Seja como for, a Rússia não ficou parada. Em 2018 ainda, Putin anunciou que os russos tinham desenvolvido uma nova linha de armas nucleares capazes de superar os sistemas antimísseis ocidentais implantados na Europa. Isso porque esses novos mísseis podiam atingir uma velocidade de Mach 10 (dez vezes a velocidade do som), movendo-se em trajetória não balística em direção ao seu alvo.
Na época, o anúncio de Putin desencadeou preocupação nos círculos políticos europeus quanto ao início de uma nova "corrida armamentista" no continente, similar à da Guerra Fria. Para Moscou, essa foi uma medida necessária em vista da "quebra" do balanço estratégico, resultante da retirada unilateral dos Estados Unidos de diversos tratados assinados durante a Guerra Fria.

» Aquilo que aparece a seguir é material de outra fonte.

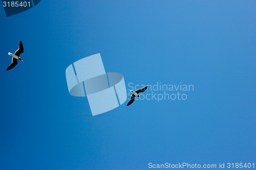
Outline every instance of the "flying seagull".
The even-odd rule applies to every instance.
[[[128,103],[127,104],[126,106],[129,106],[132,103],[133,103],[133,102],[134,102],[134,98],[135,98],[136,96],[138,96],[139,98],[140,97],[138,94],[139,93],[143,92],[144,91],[146,90],[147,88],[147,86],[146,86],[142,88],[138,89],[135,91],[131,90],[131,92],[133,93],[133,94],[132,94],[132,95],[131,96],[131,99],[130,100],[129,102],[128,102]]]
[[[23,48],[23,44],[22,44],[22,41],[19,42],[19,45],[18,46],[18,49],[15,52],[14,54],[12,54],[11,53],[8,53],[8,54],[12,57],[12,63],[7,68],[7,70],[9,70],[11,69],[14,67],[17,64],[18,64],[18,60],[22,60],[23,61],[19,55],[20,54],[24,52],[24,48]]]

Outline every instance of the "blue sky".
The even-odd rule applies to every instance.
[[[0,8],[0,168],[255,163],[255,8],[253,1],[42,1],[6,17]],[[20,40],[24,61],[7,71]],[[86,98],[69,94],[65,70],[97,53],[127,92],[129,83],[194,90],[185,101],[139,100],[93,116]]]

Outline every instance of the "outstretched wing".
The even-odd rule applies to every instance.
[[[135,95],[134,94],[132,94],[132,95],[131,96],[131,99],[130,100],[130,101],[129,102],[128,102],[128,103],[127,104],[127,105],[126,106],[129,106],[130,105],[131,105],[132,103],[133,103],[133,102],[134,102],[134,98],[135,98]]]
[[[19,42],[19,45],[18,46],[18,49],[15,52],[14,54],[18,57],[19,57],[20,54],[24,52],[24,48],[23,47],[23,44],[22,43],[22,41]]]
[[[14,67],[17,64],[18,64],[18,60],[13,57],[11,64],[10,64],[8,68],[7,68],[6,70],[7,71],[10,70]]]
[[[146,90],[147,88],[147,86],[146,86],[146,87],[143,87],[142,88],[136,90],[136,91],[135,91],[135,92],[136,93],[137,93],[138,94],[139,94],[139,93],[140,93],[141,92],[142,92]]]

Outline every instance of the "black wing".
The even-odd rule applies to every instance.
[[[128,102],[128,103],[127,104],[127,105],[126,106],[129,106],[130,105],[131,105],[132,103],[133,103],[133,102],[134,102],[134,98],[135,98],[135,95],[134,94],[132,94],[132,95],[131,96],[131,99],[130,100],[130,101],[129,102]]]
[[[138,94],[139,94],[139,93],[140,93],[141,92],[143,92],[144,91],[146,90],[147,88],[147,86],[146,86],[146,87],[144,87],[142,88],[136,90],[136,91],[135,91],[135,92],[136,93],[137,93]]]
[[[18,60],[13,57],[11,64],[10,64],[8,68],[7,68],[6,70],[7,71],[10,70],[11,69],[14,67],[17,64],[18,64]]]
[[[14,54],[18,57],[19,57],[20,54],[24,52],[24,48],[23,47],[23,44],[22,44],[22,41],[19,42],[19,45],[18,46],[18,49],[15,52]]]

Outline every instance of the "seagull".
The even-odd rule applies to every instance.
[[[147,88],[147,86],[146,86],[142,88],[137,89],[135,91],[131,90],[131,92],[133,93],[133,94],[132,94],[132,95],[131,96],[131,99],[130,100],[129,102],[128,102],[128,103],[127,104],[126,106],[129,106],[132,103],[133,103],[133,102],[134,102],[134,98],[135,98],[136,96],[138,96],[139,98],[140,97],[138,94],[139,93],[143,92],[144,91],[146,90]]]
[[[12,57],[12,63],[7,68],[7,70],[9,70],[11,69],[14,67],[17,64],[18,64],[18,60],[22,60],[23,61],[19,55],[20,54],[24,52],[24,48],[23,48],[23,44],[22,44],[22,41],[19,42],[19,45],[18,46],[18,49],[15,52],[14,54],[12,54],[11,53],[8,53],[8,54]]]

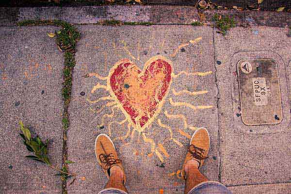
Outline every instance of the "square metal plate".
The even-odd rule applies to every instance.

Putin, portanto, considerou esses acontecimentos uma demonstração do desejo americano de ampliar sua dominação militar global, culminando na piora das relações entre a Rússia e os Estados Unidos. Tudo o que a Rússia tem feito desde meados dos anos 2000 relaciona-se com suas necessidades de segurança.
Não fosse a quebra sistemática pelos americanos dos antigos acordos firmados entre os Estados Unidos e a União Soviética, o mundo hoje viveria uma condição bastante mais estável e equilibrada.
Atualmente, são discutidos (ainda que em tom de exagero) determinados cenários em torno de uma eventual guerra nuclear entre a Rússia e o Ocidente (liderado pelos Estados Unidos), sobretudo levando-se em conta a possibilidade de uma escalada (sem controle) do conflito na Ucrânia. Em verdade, independentemente dos erros cometidos no passado, fato é que o mundo não precisa passar por isso. A torcida deve ser sempre pelo bom senso. Afinal, ainda estamos lidando com um Armagedom evitável.